Health Department Establishes a Voluntary "Near-Miss" Hospital Event Reporting System With American College of Physicians

ALBANY, N.Y. (Nov. 13, 2007) – The state Health Department and the New York chapter of the American College of Physicians have agreed to analyze "near-misses" in New York hospitals – events that could have harmed a patient, but did not – to help prevent medical errors.

In a three-year demonstration program, the Health Department's Patient Safety Center will work with doctors-in-training in internal medicine to confidentially collect and analyze "near-misses" to help hospitals build safer health care systems to protect patients. This new system will complement New York's mandatory adverse event reporting system, New York Patient Occurrence Reporting and Tracking System (NYPORTS), which already collects information on serious injuries and deaths in hospitals.

More than 4,700 medical residents will volunteer to report their "near-miss" events. The Health Department expects that the pool of eligible reporters will be expanded at the end of the demonstration program. The project will be supervised by John Morley, M.D., Medical Director of the Department's Office of Health Systems Management, and Ethan Fried, M.D., Residency Program Director in Internal Medicine at St. Luke's -Roosevelt Hospital Center.

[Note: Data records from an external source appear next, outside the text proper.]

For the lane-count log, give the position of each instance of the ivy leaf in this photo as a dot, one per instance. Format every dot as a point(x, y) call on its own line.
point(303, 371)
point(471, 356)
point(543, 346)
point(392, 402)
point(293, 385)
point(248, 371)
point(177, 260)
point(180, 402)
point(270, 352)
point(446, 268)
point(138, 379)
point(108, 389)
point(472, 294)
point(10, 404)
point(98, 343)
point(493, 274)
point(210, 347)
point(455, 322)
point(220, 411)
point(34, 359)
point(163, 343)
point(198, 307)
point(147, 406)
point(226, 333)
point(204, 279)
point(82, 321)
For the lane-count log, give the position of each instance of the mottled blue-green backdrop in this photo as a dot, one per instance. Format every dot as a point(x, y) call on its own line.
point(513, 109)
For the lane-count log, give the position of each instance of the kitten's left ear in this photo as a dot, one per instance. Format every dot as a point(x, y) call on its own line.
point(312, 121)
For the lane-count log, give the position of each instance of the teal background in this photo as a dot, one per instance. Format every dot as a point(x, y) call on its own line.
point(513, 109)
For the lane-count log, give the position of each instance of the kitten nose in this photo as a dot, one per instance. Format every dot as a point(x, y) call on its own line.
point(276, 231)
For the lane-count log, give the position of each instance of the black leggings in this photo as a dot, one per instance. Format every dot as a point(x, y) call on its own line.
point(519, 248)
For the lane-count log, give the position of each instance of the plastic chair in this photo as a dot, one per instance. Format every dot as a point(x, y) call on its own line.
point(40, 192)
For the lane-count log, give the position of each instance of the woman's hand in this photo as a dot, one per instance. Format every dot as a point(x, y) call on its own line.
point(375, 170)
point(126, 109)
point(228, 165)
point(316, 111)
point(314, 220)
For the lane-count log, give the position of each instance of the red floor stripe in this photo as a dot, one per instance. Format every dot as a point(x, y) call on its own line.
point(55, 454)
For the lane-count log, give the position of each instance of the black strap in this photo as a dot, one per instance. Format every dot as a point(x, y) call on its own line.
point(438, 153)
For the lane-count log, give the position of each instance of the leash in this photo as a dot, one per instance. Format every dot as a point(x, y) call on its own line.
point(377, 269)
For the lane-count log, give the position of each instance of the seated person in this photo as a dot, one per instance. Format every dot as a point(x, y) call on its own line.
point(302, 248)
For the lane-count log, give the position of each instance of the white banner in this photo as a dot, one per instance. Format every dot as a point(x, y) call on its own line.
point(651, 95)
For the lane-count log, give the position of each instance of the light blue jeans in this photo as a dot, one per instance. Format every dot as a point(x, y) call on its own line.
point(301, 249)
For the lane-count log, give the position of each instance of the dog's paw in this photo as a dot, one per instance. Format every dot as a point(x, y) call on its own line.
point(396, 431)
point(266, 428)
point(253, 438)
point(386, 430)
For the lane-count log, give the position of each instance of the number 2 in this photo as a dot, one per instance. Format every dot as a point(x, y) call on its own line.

"We now have the means by which physicians, hospitals and government can collect accurate information, make improvements designed on that information and then follow up those changes to confirm that care is (or is not) safer," Dr. Morley explained. "The improvements we need in health care can only be achieved through working together. The quality cycle of Plan, Do, Study, Act, or PDSA, is the path to improvement." PDSA, also known as PDCA (Plan, Do, Check, Act), is a process commonly used in the quality improvement industry. A problem is identified, a solution is planned and implemented on a very small scale to confirm or refute the theory. If the solution works on a small scale, it can be implemented system-wide.

Stephen Peterson, M.D., FACP, President of the New York chapter of the American College of Physicians, said, "We are proud of the steps taken by the New York chapter of the American College of Physicians to improve patient safety, and we are grateful to the many groups who are committed to collaborating to make this project a success."

DOH and the NYACP have established an Advisory Committee of experts on patient safety, quality and education that will aid the collaboration to make best use of the data collected.

"The New York State Department of Health and the New York Chapter of the American College of Physicians are to be congratulated for creating this new partnership promoting better quality and safer medical care", said Harvey V. Fineberg, M.D., President of the Institute of Medicine. "Every one of us can learn from the results of the innovative reporting program they are undertaking."